Could an Enterprise Social Network Be Your Best Marketing Tool?

Financial service firms have been somewhat reluctant to use enterprise social networks (ESNs), because of a challenging regulatory environment. However, mainstream adoption of social media is driving significant changes in the way most companies communicate, and has even compelled regulators to clarify their social media compliance expectations. With this knowledge, firms can now assess their enterprise social network options and decide if one will be a good fit for their business.

The Key Considerations

In general, most enterprise social networks provide a good platform for quick communication and collaboration, externally and internally, across geographic boundaries and company departments. Because ESNs retain shared content, they can also serve as a dynamic collective memory for your firm, and be more accessible than traditional tools like email.

But those key enterprise social network qualities are only the beginning. You can take the usefulness of an ESN even further when you treat it as a:

  • Versatile Social Space. With an ESN your firm can create ‘deal rooms’ that combine the human interaction and information resources necessary to shepherd clients through a specific transaction. These spaces can also be dedicated to the management of High Net Worth Individuals, and other key client relationships.
  • Reputation Manager. Firm reputation management remains critical in the wake of the 2008 financial crisis, and a Makovsky study reports 81% of communications, investor relations and marketing executives consider reputational and customer satisfaction issues a paramount concern. By communicating with your clients when they need you via a secure ESN space, you can tailor conversations and content for specific client needs, helping your business foster trust and loyalty among your client base.
  • New Talent Magnet. An ESN can also help you create a corporate culture that appeals to job candidates. For instance, a PwC study reports 61% of millennials working in financial services say they would seek employers whose values match their own.

    Millennials also value regular feedback, work-life balance, and opportunities to travel, develop new skills, and make meaningful contributions to an organization. An ESN can help show candidates what your firm has to offer, and allows you to start a conversation around the more intangible benefits of working at your firm.

  • Employee Training and Retention Tool. Employee loyalty also presents a challenge for the financial sector. According to Compdata’s BenchmarkPro 2012 survey, the financial services sector experiences the second highest rate of turnover by industry, at 16.5%, and the PwC study suggests this churn is likely to continue: only one in ten financial services workers from the millennial demographic report an intent to remain in the industry for the long-term. An ESN can act as a powerful ally for on-boarding and training to help your firm retain talent—particularly those who grew up surrounded by social media and use it every day.
  • Event-based Marketing. ESNs can help you create real-time engagement with clients, which is especially useful when marketing financial services related to major life events, including educational, career, or family milestones. These often drive financial services purchases, and happen to be the kind of occasions people share via social media. When you create an ESN space to listen and respond to prospects about their life, you can increase your awareness of sales opportunities to offer the right services at the right time.

Getting Ready to Use an ESN

If you want to keep up with the evolving financial, employment and consumer expectations, an ESN can be invaluable.
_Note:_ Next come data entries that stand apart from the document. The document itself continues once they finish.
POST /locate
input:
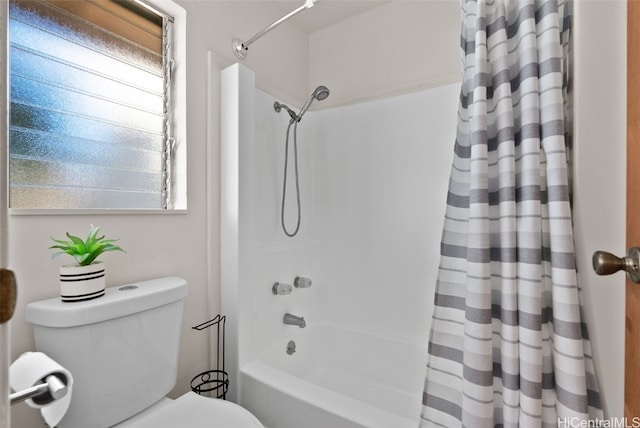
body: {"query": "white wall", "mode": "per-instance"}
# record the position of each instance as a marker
(599, 194)
(399, 47)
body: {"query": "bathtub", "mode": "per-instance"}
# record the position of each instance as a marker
(337, 378)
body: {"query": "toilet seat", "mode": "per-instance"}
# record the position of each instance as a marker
(195, 411)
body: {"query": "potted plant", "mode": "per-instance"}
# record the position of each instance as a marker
(83, 280)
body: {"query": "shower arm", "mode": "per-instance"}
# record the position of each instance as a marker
(240, 48)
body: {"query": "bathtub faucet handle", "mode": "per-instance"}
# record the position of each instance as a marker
(301, 282)
(280, 288)
(294, 320)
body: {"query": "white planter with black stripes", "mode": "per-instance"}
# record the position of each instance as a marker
(79, 283)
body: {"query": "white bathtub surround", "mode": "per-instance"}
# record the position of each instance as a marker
(373, 185)
(336, 378)
(509, 344)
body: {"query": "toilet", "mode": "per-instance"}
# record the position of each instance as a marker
(122, 350)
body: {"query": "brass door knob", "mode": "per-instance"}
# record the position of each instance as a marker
(605, 263)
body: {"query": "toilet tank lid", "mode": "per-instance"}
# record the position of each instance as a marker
(117, 302)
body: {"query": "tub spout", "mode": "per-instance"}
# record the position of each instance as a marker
(294, 320)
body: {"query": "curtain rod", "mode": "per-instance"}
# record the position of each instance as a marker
(240, 48)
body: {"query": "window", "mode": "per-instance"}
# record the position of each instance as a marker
(91, 115)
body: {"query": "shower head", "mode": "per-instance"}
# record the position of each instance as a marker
(320, 93)
(277, 107)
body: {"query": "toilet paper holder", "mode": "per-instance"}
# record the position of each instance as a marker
(51, 389)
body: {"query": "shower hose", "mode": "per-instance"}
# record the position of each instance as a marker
(284, 184)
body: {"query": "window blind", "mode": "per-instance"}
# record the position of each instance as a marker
(87, 121)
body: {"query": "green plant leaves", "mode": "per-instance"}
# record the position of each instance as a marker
(86, 251)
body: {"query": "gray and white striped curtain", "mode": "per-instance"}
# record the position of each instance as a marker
(508, 343)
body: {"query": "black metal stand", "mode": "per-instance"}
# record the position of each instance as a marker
(214, 381)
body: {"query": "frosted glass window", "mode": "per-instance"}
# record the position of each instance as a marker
(89, 120)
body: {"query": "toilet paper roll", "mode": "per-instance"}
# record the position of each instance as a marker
(32, 368)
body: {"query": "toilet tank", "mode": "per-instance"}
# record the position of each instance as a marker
(121, 349)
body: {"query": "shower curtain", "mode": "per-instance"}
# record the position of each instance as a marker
(508, 343)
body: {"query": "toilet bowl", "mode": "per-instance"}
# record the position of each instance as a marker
(194, 411)
(122, 350)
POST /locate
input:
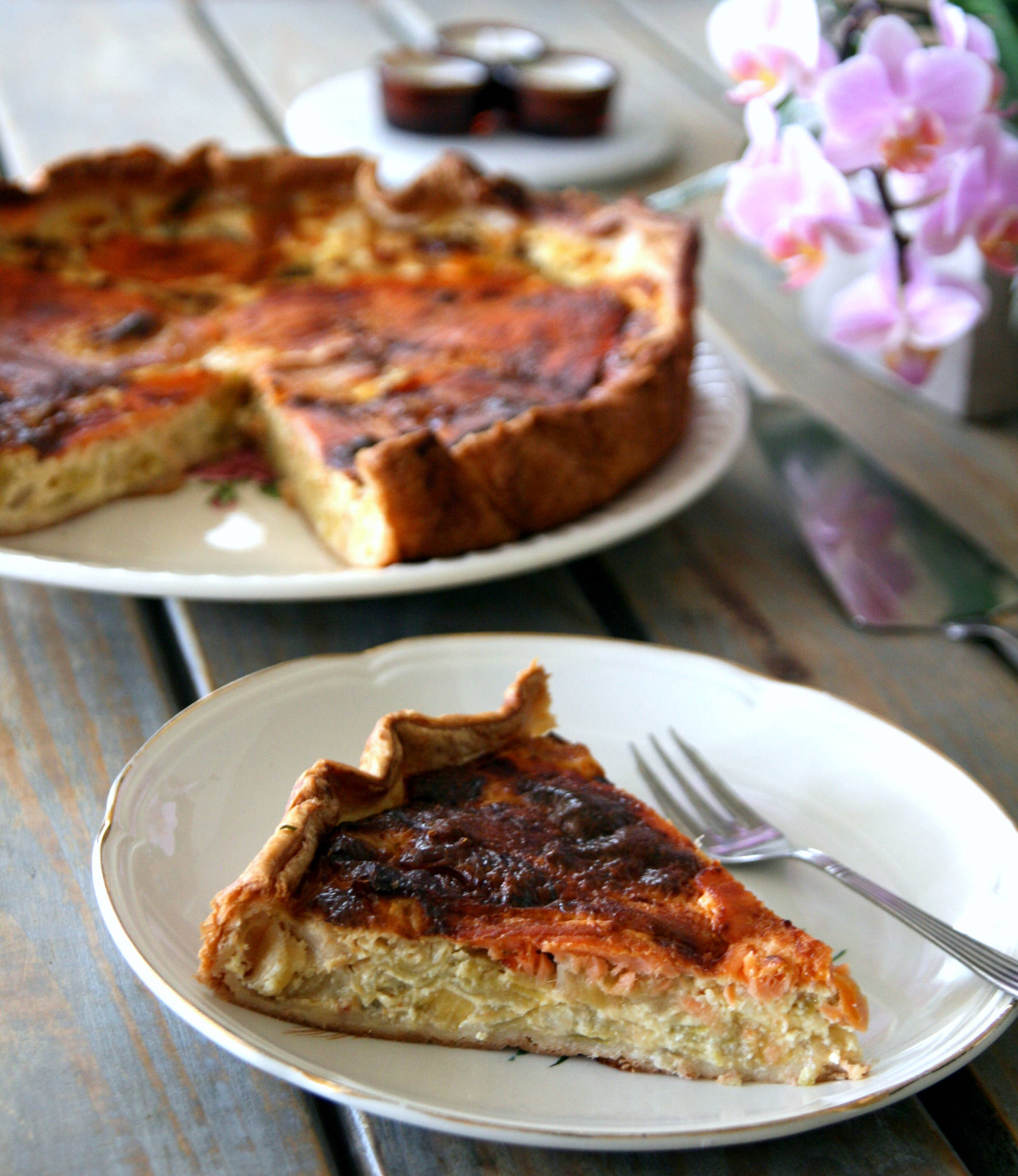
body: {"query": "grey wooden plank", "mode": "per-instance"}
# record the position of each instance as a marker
(261, 39)
(901, 1141)
(79, 77)
(95, 1077)
(731, 578)
(238, 639)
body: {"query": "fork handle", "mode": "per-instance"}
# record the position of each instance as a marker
(985, 961)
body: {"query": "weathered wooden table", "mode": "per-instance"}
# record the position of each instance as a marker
(94, 1075)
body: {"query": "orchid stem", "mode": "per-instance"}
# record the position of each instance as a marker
(901, 240)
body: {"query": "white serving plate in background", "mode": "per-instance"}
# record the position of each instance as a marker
(179, 545)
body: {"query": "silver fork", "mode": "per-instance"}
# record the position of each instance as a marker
(726, 828)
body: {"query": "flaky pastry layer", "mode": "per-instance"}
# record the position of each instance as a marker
(478, 883)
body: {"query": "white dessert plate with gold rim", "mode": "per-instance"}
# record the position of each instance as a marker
(197, 802)
(259, 548)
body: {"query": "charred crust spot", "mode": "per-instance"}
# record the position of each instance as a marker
(136, 325)
(498, 837)
(341, 457)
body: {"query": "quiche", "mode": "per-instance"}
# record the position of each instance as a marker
(430, 371)
(477, 881)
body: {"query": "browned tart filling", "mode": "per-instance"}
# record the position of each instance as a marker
(478, 883)
(430, 371)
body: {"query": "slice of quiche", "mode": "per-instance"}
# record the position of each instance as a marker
(478, 883)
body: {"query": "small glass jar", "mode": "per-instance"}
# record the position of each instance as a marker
(564, 94)
(432, 93)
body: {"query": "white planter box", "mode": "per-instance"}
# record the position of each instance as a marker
(976, 378)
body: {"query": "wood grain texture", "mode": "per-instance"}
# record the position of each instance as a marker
(263, 36)
(965, 471)
(901, 1141)
(95, 1077)
(85, 1047)
(286, 47)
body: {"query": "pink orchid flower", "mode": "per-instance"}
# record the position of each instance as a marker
(981, 199)
(786, 198)
(899, 105)
(909, 325)
(961, 31)
(770, 47)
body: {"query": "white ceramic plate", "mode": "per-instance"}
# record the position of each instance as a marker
(179, 545)
(198, 801)
(344, 113)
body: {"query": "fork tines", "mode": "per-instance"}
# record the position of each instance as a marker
(717, 808)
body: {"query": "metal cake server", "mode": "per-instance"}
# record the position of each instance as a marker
(892, 561)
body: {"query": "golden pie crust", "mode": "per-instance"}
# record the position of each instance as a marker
(476, 881)
(431, 371)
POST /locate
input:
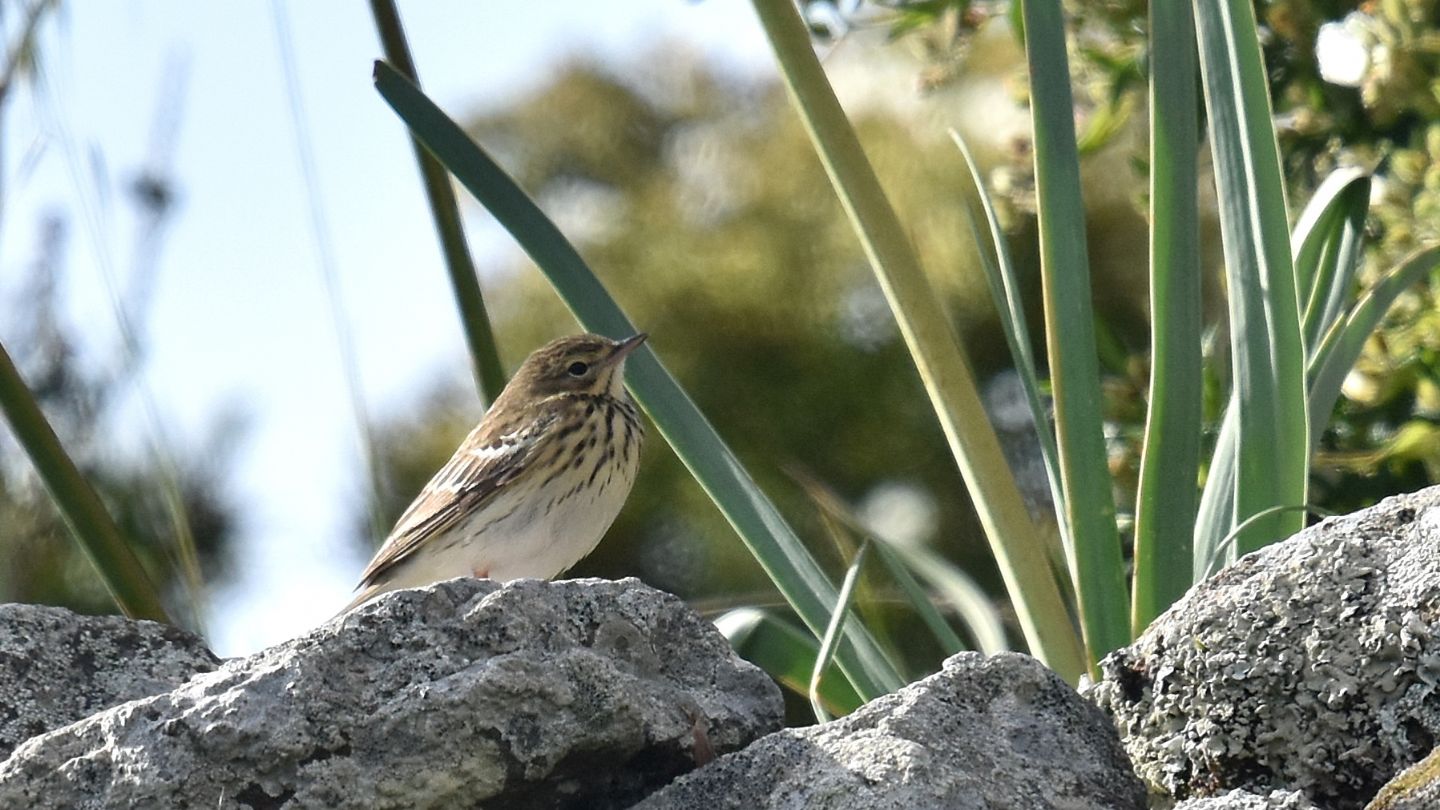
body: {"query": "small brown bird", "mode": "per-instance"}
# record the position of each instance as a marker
(534, 486)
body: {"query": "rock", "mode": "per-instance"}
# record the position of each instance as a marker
(58, 666)
(982, 732)
(465, 693)
(1417, 787)
(1244, 800)
(1311, 665)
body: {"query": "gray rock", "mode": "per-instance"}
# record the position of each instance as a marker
(578, 693)
(1244, 800)
(58, 666)
(1001, 732)
(1311, 665)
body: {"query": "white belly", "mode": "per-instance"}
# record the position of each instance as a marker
(542, 536)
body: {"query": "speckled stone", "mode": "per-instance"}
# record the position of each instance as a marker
(1312, 665)
(59, 666)
(1417, 787)
(1246, 800)
(985, 732)
(581, 693)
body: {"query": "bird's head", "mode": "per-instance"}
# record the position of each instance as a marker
(579, 363)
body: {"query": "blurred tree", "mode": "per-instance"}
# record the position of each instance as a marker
(84, 399)
(1352, 85)
(700, 203)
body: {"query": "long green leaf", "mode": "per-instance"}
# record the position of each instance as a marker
(945, 636)
(955, 588)
(1214, 521)
(833, 630)
(932, 345)
(1165, 500)
(1074, 365)
(1326, 257)
(1004, 287)
(1272, 443)
(1337, 355)
(480, 337)
(785, 653)
(94, 529)
(758, 522)
(1326, 242)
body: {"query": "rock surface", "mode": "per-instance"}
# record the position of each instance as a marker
(1244, 800)
(1000, 732)
(58, 666)
(1311, 665)
(1417, 787)
(579, 693)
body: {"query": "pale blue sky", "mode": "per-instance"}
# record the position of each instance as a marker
(239, 314)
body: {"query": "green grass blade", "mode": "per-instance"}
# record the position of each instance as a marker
(929, 336)
(1342, 345)
(82, 510)
(785, 653)
(962, 594)
(1074, 365)
(1004, 287)
(1214, 521)
(1272, 444)
(831, 637)
(841, 518)
(480, 337)
(758, 522)
(945, 636)
(1326, 242)
(1165, 500)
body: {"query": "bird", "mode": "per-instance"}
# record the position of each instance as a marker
(536, 483)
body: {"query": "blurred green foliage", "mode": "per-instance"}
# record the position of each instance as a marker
(1354, 84)
(699, 201)
(84, 388)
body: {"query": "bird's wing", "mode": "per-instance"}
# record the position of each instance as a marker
(478, 470)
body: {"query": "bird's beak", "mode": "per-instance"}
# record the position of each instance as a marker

But, you still have to attend to compliance with social media regulations, including those outlined by the SEC and FINRA.

ESNs don’t typically have an archiving and content supervision capability designed for regulatory compliance built into them, which leaves you to come up with a solution to retain review and produce communications.

Fortunately, there are more archiving solutions available now, which are designed to work with your ESN (and can even be integrated into your email archiving workflow). They can make the message review experience virtually seamless and intuitive. The best solutions out there usually help firms retain all of the different types of communication associated with an ESN, including:

  • ESN posts and comments (especially ‘threaded messages’ which are the comments made back-and-forth on a post) shared by your employees, job candidates, clients and prospects
  • File attachments on posts and comments
  • Website links and posts
  • Polls associated with ESN posts
  • Private messages
  • Shares

When you archive and supervise ESN (and have a solid policy outlining the rules of engagement) this type of social networking really can become one of your star players in your mission to attract and keep valuable clients and employees.